When I returned home for good from the USA, my father pleaded with me to stay in Surabaya. After all, I was–and still am–his only child who is in Indonesia. My only sister lives in the USA. When I was about to get married, my husband-to-be made a promise that we’d stay in Surabaya. So things were good, until right after the wedding.

Then my husband got the offer to work in Jakarta. Everything changed. Everything. I wonder if that was the beginning of what’s called the difference between courtship and married life. During courtship, we say the good things, what the other person like, but after married, we forget all that we ever said. Maybe this is just the flow of life. It doesn’t always go the way we want it, and we should just ride the ride.

Long story short, a year and a half from our marriage, my husband got another offer to work in Jakarta. This time it is a permanent move. He’d say that what’s holding him is his self-confidence. He doubts he can fulfill the responsibilities the new job asks of him, and gain the success the company looks for from him. But for me, what’s holding him is me and my family. I mind moving to Jakarta, mostly because of the work and travel time that’ll consume our time each day and being far from my parents. My parents prefer us not to move to Jakarta–though they wouldn’t say so–because we are their only children around, their only hope when they are sick, in need of assistance, and their company (especially during the weekend). Now, we also have their first and only grandchild.
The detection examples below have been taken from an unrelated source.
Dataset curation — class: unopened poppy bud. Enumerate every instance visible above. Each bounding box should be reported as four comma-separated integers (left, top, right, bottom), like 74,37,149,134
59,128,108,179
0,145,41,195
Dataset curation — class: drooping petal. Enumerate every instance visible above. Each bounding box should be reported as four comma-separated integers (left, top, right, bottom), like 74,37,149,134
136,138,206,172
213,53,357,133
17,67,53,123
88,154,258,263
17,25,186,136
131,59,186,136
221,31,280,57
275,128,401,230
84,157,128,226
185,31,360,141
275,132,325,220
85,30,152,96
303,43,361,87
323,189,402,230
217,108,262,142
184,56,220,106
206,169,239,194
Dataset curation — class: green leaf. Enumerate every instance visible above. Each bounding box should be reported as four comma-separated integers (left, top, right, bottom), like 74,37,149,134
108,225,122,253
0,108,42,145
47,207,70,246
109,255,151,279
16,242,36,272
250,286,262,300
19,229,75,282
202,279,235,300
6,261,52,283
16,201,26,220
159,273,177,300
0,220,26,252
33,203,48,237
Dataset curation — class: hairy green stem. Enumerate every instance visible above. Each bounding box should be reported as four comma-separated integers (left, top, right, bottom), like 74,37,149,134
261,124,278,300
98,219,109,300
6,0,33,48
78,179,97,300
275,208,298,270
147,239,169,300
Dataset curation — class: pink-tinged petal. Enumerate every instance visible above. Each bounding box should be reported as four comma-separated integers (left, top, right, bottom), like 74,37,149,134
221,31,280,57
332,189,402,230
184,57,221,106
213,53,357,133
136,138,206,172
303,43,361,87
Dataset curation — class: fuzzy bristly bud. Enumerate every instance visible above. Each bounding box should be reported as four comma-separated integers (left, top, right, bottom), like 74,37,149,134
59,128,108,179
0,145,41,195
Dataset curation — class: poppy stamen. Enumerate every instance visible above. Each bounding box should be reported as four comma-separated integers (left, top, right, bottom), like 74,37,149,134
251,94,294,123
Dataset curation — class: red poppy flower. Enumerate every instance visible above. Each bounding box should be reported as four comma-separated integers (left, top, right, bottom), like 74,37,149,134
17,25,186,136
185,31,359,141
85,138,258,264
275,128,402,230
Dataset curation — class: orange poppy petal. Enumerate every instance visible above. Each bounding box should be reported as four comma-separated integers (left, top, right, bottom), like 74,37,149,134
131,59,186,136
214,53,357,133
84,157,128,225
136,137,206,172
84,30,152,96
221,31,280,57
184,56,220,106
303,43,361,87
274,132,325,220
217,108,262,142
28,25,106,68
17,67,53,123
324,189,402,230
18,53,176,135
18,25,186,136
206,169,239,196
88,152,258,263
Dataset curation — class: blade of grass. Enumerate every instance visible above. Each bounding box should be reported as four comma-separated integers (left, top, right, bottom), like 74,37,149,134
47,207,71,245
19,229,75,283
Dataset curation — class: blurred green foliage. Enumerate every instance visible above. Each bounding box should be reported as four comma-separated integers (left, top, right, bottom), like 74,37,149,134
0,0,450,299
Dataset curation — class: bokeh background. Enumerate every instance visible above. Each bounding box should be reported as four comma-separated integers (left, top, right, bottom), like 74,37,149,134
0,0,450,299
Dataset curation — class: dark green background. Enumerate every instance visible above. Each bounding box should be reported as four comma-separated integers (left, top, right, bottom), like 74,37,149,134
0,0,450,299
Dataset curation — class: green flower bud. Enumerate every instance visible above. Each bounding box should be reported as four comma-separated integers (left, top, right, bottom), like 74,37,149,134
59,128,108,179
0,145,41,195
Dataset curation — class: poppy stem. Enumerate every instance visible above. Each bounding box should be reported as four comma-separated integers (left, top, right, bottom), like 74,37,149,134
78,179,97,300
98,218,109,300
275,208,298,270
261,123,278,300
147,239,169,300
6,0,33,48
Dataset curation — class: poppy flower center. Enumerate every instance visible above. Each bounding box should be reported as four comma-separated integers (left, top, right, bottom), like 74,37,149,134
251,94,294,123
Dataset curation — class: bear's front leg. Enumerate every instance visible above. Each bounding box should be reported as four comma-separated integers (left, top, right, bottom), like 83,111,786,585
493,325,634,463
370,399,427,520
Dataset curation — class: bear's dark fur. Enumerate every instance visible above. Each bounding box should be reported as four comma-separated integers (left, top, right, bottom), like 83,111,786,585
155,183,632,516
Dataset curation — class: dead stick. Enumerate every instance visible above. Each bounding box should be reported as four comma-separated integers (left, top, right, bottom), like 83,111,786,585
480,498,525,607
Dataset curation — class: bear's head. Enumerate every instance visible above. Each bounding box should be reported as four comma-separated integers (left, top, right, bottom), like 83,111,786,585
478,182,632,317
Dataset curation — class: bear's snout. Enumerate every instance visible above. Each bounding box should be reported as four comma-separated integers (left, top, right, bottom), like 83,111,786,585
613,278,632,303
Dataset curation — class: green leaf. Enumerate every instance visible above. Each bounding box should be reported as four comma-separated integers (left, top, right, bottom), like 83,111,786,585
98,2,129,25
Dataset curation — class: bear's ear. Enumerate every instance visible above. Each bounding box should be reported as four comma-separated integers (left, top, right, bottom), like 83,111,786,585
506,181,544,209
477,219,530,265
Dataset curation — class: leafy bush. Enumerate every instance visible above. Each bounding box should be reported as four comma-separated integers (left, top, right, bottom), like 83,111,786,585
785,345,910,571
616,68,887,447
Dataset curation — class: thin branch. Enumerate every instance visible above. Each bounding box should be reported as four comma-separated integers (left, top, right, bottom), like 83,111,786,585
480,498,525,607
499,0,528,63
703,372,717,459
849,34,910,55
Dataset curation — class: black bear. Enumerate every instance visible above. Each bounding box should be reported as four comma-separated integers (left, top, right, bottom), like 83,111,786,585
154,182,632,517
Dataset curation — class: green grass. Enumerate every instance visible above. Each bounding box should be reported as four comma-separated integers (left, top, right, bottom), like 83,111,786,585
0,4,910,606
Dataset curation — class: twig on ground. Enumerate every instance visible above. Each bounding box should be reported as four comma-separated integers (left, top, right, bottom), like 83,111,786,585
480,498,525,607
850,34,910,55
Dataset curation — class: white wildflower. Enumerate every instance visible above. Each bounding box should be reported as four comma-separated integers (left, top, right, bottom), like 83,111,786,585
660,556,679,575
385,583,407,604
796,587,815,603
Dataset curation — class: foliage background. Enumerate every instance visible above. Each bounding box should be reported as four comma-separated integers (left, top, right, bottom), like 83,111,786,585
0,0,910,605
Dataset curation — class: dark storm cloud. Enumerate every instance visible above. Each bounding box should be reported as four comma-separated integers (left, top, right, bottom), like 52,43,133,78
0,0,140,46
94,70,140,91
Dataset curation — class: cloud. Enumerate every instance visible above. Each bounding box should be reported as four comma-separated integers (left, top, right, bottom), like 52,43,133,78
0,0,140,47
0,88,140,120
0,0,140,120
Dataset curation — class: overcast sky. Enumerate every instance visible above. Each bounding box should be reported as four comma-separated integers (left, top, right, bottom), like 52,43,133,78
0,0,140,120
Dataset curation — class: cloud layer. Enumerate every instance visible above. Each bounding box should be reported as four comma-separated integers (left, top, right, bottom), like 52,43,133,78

It is totally not unreasonable for them to hold on to us.

On the other hand, I can’t care less about what my father wants. Throughout my life, he always asks me to do what he wants, disregarding what I want. Maybe he is selfish, maybe it is me who is selfish. Each one of us is quite selfish in some ways, that is human nature. But really, all I want is to be myself, to find my ways, and be proud of who I am. Right now, I am not, and I keep looking for that place where I belong. Would moving to Jakarta help me in doing that?